Page 1 of 1

Better Performance Without Hyperthreading

Posted: Sun Dec 21, 2014 10:38 pm
by HendricksSA
I recently completed a new 2p computer and yes, I know bigadv work units are ending soon. Bruce and 7im remind us regularly to check settings in our own computing environments so I decided to evaluate the machine running only SMP work units with and without hyperthreading. Unlike many reports, I found I got faster folding performance with hyperthreading turned off. The machine is based around a SuperMicro motherboard with E5-2680v3 processors and DDR4 memory. The performance increase without hyperthreading going from 48 threads to 24 cores averaged 13.3% to 20.8% with a corresponding increase in points earned. Specifics follow:
Threads / Project / TPF mins (average of 10 frames across the same and similar projects)
48 / 6095 / 2:20 - 2:31
24 / 6095 / 2:03 - 2:05 (improvement range of 13.8% to 20.8%)
48 / 6096 / 2:16
24 / 6096 / 1:53 - 2:00 (improvement range of 13.3% to 20.4%)
48 / 9009 / :21
24 / 9009 / :18 (improvement of 16.6%)
48 / 9010 / :21
24 / 9010 / :18 (improvement of 16.6%)

Re: Better Performance Without Hyperthreading

Posted: Sun Dec 21, 2014 11:41 pm
by EXT64
Two quick questions to add a little more information:

Operating System?

And are you using The Kraken (affinity wrapper and dlb starter)?

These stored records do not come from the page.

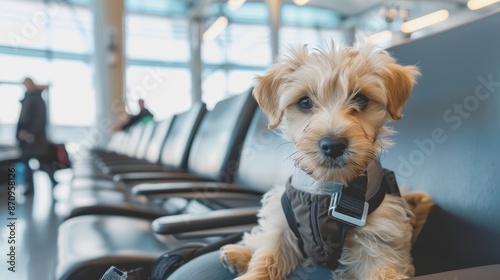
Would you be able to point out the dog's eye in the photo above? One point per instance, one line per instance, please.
(305, 104)
(361, 100)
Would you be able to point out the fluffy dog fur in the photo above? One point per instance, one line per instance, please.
(332, 79)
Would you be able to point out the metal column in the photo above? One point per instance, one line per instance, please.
(109, 65)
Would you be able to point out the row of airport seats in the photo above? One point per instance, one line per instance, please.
(127, 204)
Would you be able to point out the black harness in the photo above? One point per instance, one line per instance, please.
(320, 221)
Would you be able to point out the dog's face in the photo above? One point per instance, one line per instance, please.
(333, 105)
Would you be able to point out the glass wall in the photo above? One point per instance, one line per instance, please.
(52, 42)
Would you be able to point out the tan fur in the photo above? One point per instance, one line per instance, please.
(420, 204)
(331, 78)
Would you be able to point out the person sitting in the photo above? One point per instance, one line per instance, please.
(144, 115)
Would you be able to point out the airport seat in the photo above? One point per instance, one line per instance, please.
(170, 151)
(213, 157)
(209, 214)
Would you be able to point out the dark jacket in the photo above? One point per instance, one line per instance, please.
(144, 114)
(33, 119)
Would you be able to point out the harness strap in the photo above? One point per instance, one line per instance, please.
(352, 202)
(292, 223)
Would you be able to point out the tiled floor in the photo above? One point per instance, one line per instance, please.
(35, 233)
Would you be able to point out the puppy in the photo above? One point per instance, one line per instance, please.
(332, 105)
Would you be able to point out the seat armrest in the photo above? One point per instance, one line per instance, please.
(488, 272)
(150, 176)
(203, 221)
(193, 190)
(137, 167)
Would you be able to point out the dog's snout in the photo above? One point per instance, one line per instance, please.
(332, 147)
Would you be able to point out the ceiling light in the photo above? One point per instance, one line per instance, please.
(424, 21)
(379, 37)
(235, 4)
(300, 2)
(215, 29)
(478, 4)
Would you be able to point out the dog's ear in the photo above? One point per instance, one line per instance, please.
(399, 81)
(267, 92)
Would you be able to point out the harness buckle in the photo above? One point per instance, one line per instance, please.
(337, 215)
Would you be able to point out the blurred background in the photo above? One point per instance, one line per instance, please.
(171, 52)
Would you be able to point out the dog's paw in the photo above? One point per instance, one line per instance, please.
(235, 258)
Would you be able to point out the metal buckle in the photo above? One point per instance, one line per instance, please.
(334, 214)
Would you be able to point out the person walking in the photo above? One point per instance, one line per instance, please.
(31, 132)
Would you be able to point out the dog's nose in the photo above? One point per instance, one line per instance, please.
(332, 147)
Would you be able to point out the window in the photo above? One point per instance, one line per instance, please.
(167, 91)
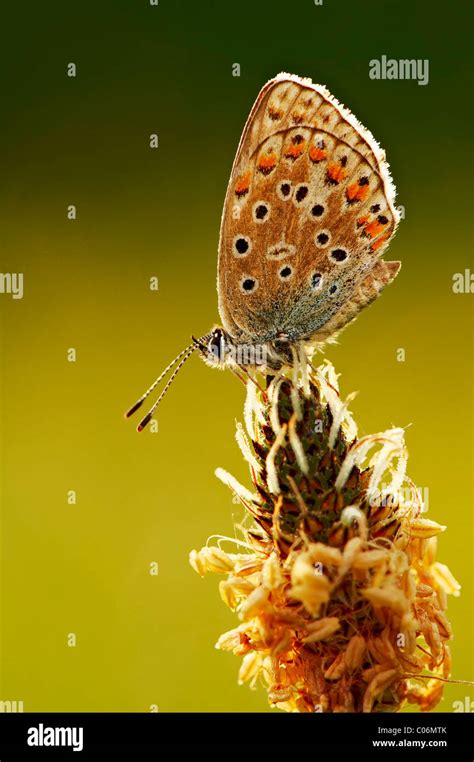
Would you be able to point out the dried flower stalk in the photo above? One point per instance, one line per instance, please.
(341, 600)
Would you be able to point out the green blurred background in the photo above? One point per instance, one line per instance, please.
(84, 568)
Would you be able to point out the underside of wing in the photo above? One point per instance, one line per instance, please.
(308, 213)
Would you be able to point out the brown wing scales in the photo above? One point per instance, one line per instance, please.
(308, 213)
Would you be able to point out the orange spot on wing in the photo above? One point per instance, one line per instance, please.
(295, 150)
(267, 163)
(356, 192)
(297, 117)
(317, 154)
(379, 242)
(243, 183)
(336, 173)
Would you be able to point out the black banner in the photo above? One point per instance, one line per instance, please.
(90, 736)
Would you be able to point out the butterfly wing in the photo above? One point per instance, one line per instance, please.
(308, 213)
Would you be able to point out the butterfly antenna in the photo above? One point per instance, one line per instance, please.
(142, 399)
(149, 415)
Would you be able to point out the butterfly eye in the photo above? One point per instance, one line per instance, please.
(248, 285)
(322, 239)
(216, 345)
(285, 273)
(242, 246)
(261, 211)
(338, 255)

Re: Better Performance Without Hyperthreading

Posted: Mon Dec 22, 2014 10:23 am
by Nathan_P
Have to agree with EXT64, I've run a similar experiment and found the exact opposite - now I was using older xeons, either westmere or sandy bridge based but the results should be similar. Linux is the fastest OS, and installing The Kraken will get the most out the machine. I'll see if I can locate my old post and link it.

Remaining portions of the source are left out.